Friday, July 24, 2015

Darkest Before Dawn?

It has been a tough few months for me. Mostly emotional challenges, fighting my inner demons etc.

Getting a placement within a company you are bonded to can either be really easy or really frustrating, difficult, exhausting and will downright destroy your self-esteem. It can be really easy if you are not fussy with the nature of the work you want to do or if you have a flexible degree like accounting and finance. For me though, it was the latter, for two main reasons.

First, I graduated with a law degree. The only place where I could logically be placed within a company would be the Legal department. But most people dont leave the Legal department once they enter. Maybe it's because of the job stability, the kinder environment (relative to law firms), maybe it's the pay.. I dont know for sure; only just know that turnover rate is low and that is a fact. Every division for Legal tells me they have no vacancy for a fresh graduate like me.

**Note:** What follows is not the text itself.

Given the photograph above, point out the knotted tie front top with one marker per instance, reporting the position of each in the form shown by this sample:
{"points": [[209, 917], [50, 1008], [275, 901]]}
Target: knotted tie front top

Secondly, I am a fussy pot. I dont do creative work, I dont enjoy auditing people, and I am not confident that I have any career prospect doing IT work. The only place I can fit in is the Legal department because I am a meticulous and anal person.

I also considered the Strategy department mostly because it was where all the scholars go; and if all the high-achievers go there, it shouldnt be too bad a place aite?

Well I came in at a time when the company's recruitment activities were slowing down. Even internal transfers were getting impossible at that point. There was no justification for a law graduate to be doing finance work. So even Strategy turned me down.

I didnt really think I was going to survive this ordeal. Almost imagined myself being stuck doing something menial for the next year or so until my bond was served completely.

I am not sure what changed my luck but today, I was called for an interview. It was my second interview in six months and it also happened to be my first choice of employment within the company. So I was estatic. But having being let down so many times in the past few months, my heart is numb to the joy and I shall wait until the transfer is official.

I am writing this because I hope it can serve as a reminder for my future self that sometimes things get to their worst before maybe getting better. I wont say things happen for a reason, because things can still happen for a BAD reason.

Well we shall wait till 3 August 2015 to know whether my new job is confirmed. Then only we think about how to celebrate it.